Required range: x >= 1
system

A system prompt that sets the model's behavior. Pass either a single string or an array of text content blocks.

temperature
number
default:1

Controls randomness. Lower values are more deterministic. Range: 0 to 1.

Required range: 0 <= x <= 1
top_p
number

Nucleus sampling: only consider tokens with cumulative probability up to this value.

Required range: x <= 1
top_k
integer

Limits token selection to the top K most probable tokens at each step.

Required range: x >= 0
stop_sequences
string[]

Custom text sequences that will stop generation. When a stop sequence is hit, stop_reason is stop_sequence and stop_sequence contains the matched string.

stream
boolean
default:false

If true, the response is streamed as server-sent events. Each event has a type such as message_start, content_block_delta, or message_stop.

tools
ToolDefinition · object[]

A list of tools the model may call. Each tool has a name, description, and input_schema (a JSON Schema object).

tool_choice
ToolChoice · object

Controls which tool (if any) the model must call.

metadata
Metadata · object

An object describing metadata about the request. Supports user_id for abuse detection.

Response

Successful response

The message response returned by the model.

id
string
required

A unique identifier for this message, such as msg_abc123.

type
string
required

The object type, always message.

Allowed value: "message"
role
string
required

The role of the generated message, always assistant.
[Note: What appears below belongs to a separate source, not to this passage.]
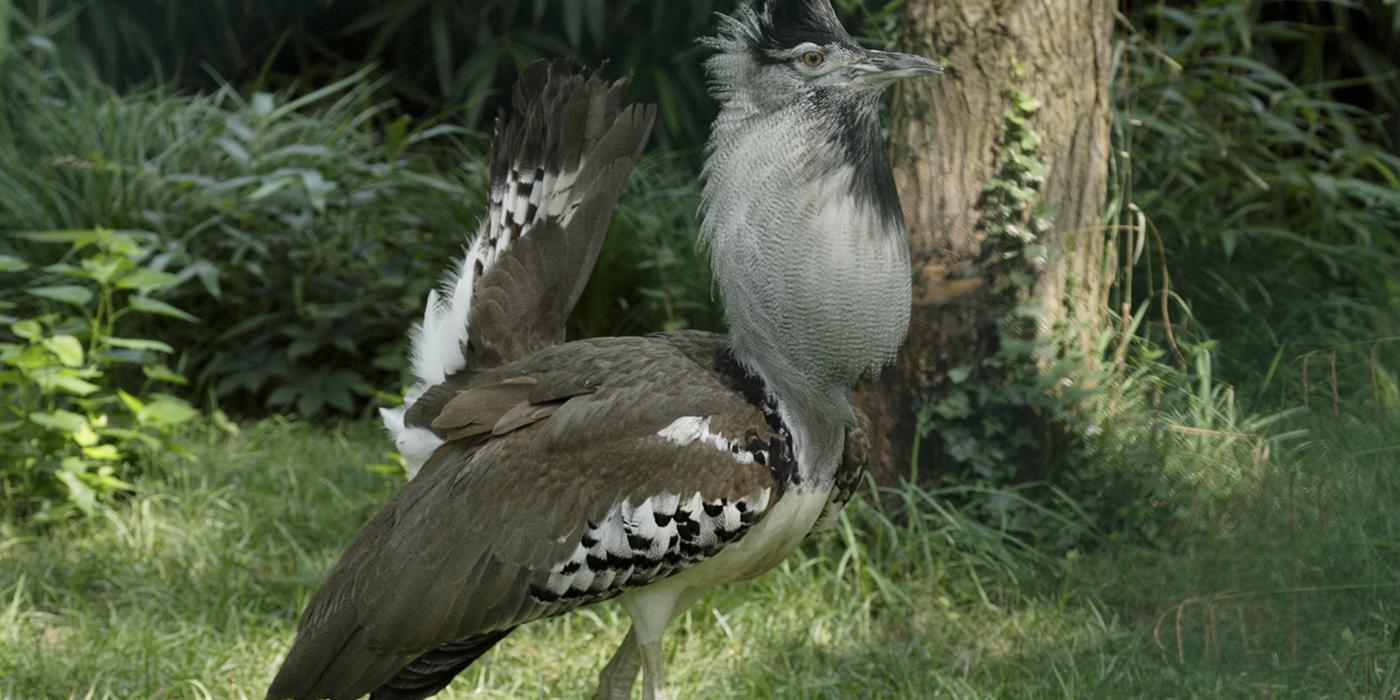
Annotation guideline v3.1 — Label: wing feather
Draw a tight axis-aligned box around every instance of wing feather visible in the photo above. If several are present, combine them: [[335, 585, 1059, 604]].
[[263, 335, 791, 697]]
Allowed value: "assistant"
content
(TextBlock · object | ToolUseBlock · object)[]
required

An array of content blocks generated by the model. Text responses contain a single text block; responses that invoke tools contain tool_use blocks.

A text content block.

model
string
required

The model slug that produced the response.

stop_reason
enum<string>
required

Why the model stopped generating: end_turn (natural stop), max_tokens (hit the max_tokens limit), stop_sequence (matched a stop_sequences entry), or tool_use (model invoked a tool).

Available options:
end_turn,
max_tokens,
stop_sequence,
tool_use
usage
Usage · object
required

Token usage statistics for the request.

stop_sequence
string | null

The stop sequence that was matched, if stop_reason is stop_sequence. Otherwise null.